THE BANK of England announced yesterday that business lending is still declining, and more quickly than in earlier months.
Net lending to the UK’s non-financial firms dropped by £2.3bn between February and March, the fastest fall since November.
The continued decline in lending to companies comes despite solid economic growth in the first quarter of the year. Small and medium-sized firms were the hardest-hit in March, with a £1.1bn fall in net lending, the largest in more than a year. Despite this, the Bank continues to state that credit availability is less constrained.
“Increased credit availability to firms is not yet translating into rising net lending,” said Howard Archer, chief UK economist at IHS Global Insight.
He said: “As demand for credit does pick up, it is vitally important for healthy and more balanced UK growth that all companies who are in decent shape and who do want to borrow – whether it be lift investment, explore new markets or generally support their operations – can do so, and at a non-punishing interest rate.”
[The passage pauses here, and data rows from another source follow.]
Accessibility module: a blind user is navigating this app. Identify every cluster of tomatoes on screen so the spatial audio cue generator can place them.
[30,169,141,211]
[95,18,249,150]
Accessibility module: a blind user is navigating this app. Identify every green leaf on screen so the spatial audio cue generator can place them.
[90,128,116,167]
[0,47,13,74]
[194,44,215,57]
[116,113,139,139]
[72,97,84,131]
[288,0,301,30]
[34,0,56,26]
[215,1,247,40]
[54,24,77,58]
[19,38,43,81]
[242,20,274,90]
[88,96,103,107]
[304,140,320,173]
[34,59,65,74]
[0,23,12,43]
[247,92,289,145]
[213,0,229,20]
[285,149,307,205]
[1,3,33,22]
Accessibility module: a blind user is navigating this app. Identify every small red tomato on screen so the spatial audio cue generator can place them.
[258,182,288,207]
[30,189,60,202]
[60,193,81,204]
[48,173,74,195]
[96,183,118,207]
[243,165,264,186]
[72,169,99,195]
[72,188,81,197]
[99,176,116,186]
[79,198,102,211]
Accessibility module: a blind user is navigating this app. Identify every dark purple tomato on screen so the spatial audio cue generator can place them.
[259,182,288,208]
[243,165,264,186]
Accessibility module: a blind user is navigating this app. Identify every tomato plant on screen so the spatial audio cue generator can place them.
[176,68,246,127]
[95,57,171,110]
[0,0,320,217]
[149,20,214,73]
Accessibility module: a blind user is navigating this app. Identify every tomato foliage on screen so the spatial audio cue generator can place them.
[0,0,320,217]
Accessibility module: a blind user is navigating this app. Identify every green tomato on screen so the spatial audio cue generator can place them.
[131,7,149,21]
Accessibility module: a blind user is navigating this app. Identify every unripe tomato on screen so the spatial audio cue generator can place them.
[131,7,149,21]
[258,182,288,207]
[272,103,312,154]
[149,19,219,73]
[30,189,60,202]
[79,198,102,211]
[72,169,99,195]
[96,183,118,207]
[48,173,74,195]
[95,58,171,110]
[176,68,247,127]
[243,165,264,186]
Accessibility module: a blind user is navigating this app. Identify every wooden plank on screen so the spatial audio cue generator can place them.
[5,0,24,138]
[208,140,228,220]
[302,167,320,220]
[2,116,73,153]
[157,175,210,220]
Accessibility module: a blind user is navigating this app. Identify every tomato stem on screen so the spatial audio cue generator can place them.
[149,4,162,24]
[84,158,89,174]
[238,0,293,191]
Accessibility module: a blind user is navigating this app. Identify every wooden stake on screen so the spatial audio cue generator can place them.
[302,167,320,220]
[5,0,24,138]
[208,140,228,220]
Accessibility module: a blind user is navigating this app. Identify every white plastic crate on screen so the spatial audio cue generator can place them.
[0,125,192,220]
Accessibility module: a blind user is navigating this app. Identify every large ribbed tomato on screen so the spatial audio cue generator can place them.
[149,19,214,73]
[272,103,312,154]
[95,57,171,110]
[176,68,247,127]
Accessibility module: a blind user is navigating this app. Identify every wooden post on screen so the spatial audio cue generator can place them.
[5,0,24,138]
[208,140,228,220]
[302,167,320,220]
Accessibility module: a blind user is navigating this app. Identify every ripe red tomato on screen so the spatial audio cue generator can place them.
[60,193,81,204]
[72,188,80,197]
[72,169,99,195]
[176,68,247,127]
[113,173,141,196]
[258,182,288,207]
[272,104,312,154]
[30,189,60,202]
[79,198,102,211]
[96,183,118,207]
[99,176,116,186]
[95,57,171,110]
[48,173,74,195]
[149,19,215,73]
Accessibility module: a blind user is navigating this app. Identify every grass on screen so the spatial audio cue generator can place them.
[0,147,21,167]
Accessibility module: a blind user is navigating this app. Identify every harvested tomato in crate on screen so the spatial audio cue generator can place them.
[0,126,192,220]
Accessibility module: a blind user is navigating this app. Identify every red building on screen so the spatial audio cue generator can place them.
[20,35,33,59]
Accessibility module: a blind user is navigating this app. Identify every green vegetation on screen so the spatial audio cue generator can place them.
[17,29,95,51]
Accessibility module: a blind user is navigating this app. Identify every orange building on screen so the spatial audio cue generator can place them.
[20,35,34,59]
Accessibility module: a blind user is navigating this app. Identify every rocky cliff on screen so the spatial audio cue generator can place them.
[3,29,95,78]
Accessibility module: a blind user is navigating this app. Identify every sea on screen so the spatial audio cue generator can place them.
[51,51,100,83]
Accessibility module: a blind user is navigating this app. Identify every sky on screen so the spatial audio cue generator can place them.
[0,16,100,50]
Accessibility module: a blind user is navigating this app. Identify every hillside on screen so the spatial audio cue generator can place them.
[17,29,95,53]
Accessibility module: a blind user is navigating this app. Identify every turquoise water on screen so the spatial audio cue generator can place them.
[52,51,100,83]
Other types of lending did increase during the month: unsecured credit to consumers climbed to the highest level in a year and a half, at £1.1bn.
The number of newly approved mortgages dropped between February and March, the second decline recorded by the Bank. There were 67,135 loans approved for house purchases, a drop of nearly 10,000 from January’s particularly strong reading. However, the figure has risen by nearly 25 per cent since the same month in 2013, following the housing market’s recovery.